For PLHIV, TB is harder to diagnose and progresses more quickly, and is more likely to be fatal if left undiagnosed or untreated. It can very quickly spread to other areas of the body (extra-pulmonary TB), and it is more likely to return after being successfully treated. Multi-drug resistant TB (MDR-TB) and extreme drug resistant TB (XDR-TB) are also more prevalent in areas where HIV prevalence is high, such as South Africa. These provide significant challenges in combating HIV and TB in these regions, as drug resistant strains are complicated and costly to treat.

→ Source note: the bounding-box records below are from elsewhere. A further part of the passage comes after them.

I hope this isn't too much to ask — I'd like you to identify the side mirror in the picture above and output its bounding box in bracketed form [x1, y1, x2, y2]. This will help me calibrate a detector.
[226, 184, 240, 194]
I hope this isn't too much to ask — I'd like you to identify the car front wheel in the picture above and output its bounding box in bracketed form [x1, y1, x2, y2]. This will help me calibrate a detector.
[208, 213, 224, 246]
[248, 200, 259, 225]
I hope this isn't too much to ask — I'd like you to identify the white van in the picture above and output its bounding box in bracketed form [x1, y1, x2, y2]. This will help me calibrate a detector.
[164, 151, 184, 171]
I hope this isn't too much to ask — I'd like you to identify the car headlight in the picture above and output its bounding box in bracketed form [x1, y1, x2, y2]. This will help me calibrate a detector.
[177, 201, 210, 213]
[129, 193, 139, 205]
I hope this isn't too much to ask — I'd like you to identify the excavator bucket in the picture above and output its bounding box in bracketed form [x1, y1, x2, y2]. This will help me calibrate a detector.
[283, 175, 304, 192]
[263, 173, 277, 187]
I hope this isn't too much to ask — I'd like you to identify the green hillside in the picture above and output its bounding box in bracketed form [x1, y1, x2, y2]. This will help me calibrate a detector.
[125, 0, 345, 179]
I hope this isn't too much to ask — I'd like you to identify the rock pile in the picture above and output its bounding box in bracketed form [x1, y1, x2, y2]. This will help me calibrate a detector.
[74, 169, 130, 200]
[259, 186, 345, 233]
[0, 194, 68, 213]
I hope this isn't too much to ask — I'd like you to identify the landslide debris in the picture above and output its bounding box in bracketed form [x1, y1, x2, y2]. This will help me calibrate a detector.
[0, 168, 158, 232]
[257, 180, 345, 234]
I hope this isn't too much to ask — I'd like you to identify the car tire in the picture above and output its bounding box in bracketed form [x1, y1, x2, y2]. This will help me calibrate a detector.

UNAIDS champions HIV and TB programmes that are community-led, innovative and integrated with one another to ensure early access to prevention, testing and treatment services for both infections. In order to do this, there needs to be increased awareness about these services through strengthening community support and mobilisation, as well as strengthening healthcare systems to support these efforts. Their calls to action very much mirror a new strategy that was launched by WHO last week, called ‘Gear up to End TB’. In this report they call for greater integration of HIV and TB services and the strengthening of healthcare systems, as well as programmes to improve social protection, and further research and innovation into TB prevention and treatment. Their strategy aims to reduce TB deaths by 95 percent, and new TB infections by 90 percent by 2035.
It is absolutely vital that people living with HIV are screened for TB on a regular basis, and vice-versa. This is because when people are linked with antiretroviral treatment, they are more likely to fight off TB because they have a more powerful immune system. People living with HIV and who have an active TB diagnosis, can reduce their risk of dying by half when they are linked to HIV and TB treatment. Greater linkages of these services will mean earlier treatment initiation and reduced risk of death.